En dépit de ces services, les membres de la communauté n'ont qu'une idée en tête : partir en Israël dès qu'ils le pourront.
Nigist Abege, 46 ans, assure que « rien ne lui manquera » de l'Ethiopie si elle parvient à rejoindre ses parents en Israël.
« Mon seul vœu est de voir ma famille », dit-elle.
Choc culturel
La communauté a dans son ensemble été préservée du conflit qui se déroule dans la région voisine du Tigré, plus au Nord.
Mais pas tous : Girmaw Gete, qui avait rejoint les forces spéciales de la région de l'Amhara pour se préparer au service militaire en Israël, a été envoyé au Tigré en novembre pour combattre les forces tigréennes aux côtés de l'armée fédérale. Il y est mort au combat.

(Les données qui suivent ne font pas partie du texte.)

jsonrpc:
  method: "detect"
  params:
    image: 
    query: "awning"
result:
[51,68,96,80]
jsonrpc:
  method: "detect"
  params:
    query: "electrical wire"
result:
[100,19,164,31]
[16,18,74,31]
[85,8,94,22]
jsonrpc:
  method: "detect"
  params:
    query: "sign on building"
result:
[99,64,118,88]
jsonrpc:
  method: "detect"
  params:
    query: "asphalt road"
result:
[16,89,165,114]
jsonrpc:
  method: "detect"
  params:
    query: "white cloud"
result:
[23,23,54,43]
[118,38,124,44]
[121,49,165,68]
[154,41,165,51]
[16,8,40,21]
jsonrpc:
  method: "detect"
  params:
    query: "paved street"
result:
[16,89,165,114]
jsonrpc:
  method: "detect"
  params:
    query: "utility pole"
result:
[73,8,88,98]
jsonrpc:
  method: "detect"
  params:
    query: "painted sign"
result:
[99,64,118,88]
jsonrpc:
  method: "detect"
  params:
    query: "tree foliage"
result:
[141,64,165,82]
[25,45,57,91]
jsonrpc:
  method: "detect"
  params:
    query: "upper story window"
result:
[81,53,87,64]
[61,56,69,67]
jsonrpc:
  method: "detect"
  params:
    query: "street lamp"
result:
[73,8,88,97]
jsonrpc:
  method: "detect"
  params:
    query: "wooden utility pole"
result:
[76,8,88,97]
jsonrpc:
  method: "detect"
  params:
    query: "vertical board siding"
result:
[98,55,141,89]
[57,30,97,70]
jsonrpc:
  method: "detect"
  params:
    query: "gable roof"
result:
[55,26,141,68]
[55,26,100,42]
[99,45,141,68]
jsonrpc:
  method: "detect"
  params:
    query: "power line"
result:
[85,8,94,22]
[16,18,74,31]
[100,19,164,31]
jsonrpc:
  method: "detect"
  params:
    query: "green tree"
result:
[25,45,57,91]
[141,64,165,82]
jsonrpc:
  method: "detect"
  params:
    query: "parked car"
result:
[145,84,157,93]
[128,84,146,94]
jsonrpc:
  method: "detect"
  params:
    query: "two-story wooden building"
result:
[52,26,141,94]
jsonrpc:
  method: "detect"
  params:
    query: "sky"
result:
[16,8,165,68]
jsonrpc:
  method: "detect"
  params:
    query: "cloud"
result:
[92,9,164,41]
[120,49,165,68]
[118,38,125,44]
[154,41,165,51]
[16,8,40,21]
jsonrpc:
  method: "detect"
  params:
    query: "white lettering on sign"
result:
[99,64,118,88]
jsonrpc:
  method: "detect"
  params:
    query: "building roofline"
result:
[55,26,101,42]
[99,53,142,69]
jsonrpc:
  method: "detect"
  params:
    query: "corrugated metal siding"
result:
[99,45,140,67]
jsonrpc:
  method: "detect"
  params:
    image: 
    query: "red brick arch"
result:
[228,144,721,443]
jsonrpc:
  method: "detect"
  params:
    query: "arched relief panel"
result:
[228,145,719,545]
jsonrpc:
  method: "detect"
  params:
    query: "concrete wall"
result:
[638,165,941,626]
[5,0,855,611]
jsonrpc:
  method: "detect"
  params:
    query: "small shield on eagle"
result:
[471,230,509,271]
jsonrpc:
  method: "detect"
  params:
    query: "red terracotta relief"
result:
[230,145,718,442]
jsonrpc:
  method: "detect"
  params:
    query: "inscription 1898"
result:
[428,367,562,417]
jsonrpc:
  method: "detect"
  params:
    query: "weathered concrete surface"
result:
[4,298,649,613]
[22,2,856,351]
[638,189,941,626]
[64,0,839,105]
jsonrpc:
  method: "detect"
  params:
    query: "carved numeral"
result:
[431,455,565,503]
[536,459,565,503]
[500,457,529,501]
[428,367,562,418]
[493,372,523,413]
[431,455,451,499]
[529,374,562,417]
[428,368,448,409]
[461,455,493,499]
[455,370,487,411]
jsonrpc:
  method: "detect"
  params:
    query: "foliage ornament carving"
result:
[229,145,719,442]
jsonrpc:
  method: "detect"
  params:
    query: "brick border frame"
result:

A présent, sa mère, Azanu Girma, ne peut s'empêcher de penser que son fils serait encore en vie si la famille avait pu immigrer en Israël comme elle le souhaite.
Pour ceux qui ont réalisé leur rêve, la réalité est parfois brutale. Les membres de la communauté éthiopienne d'Israël dénoncent régulièrement discriminations raciales et abus de la police.
Nigussie Alemu, qui travaille à la synagogue Hatikvah, connaît très bien ces difficultés, lui qui a enseigné en Israël.
Il insiste sur le fait que l'éducation est la clé pour surmonter l'inévitable « choc culturel » qui attend les nouveaux arrivants.
« Beaucoup d'Ethiopiens en Israël sont illettrés, même dans leur langue maternelle. Je suis ici pour réduire le fossé », explique l'enseignant.
Mais, racisme mis à part, les Juifs de Gondar veulent se concentrer sur le positif.
« Quand je suis allée là-bas, c'était comme une renaissance », explique Ayele Andebet, 23 ans, qui a passé six mois en Israël dans une yeshiva, une école talmudique, et qui espère y retourner de façon permanente. « Ce fut très difficile de partir mais c'est la volonté de Dieu qui fait que je suis ici, à attendre ».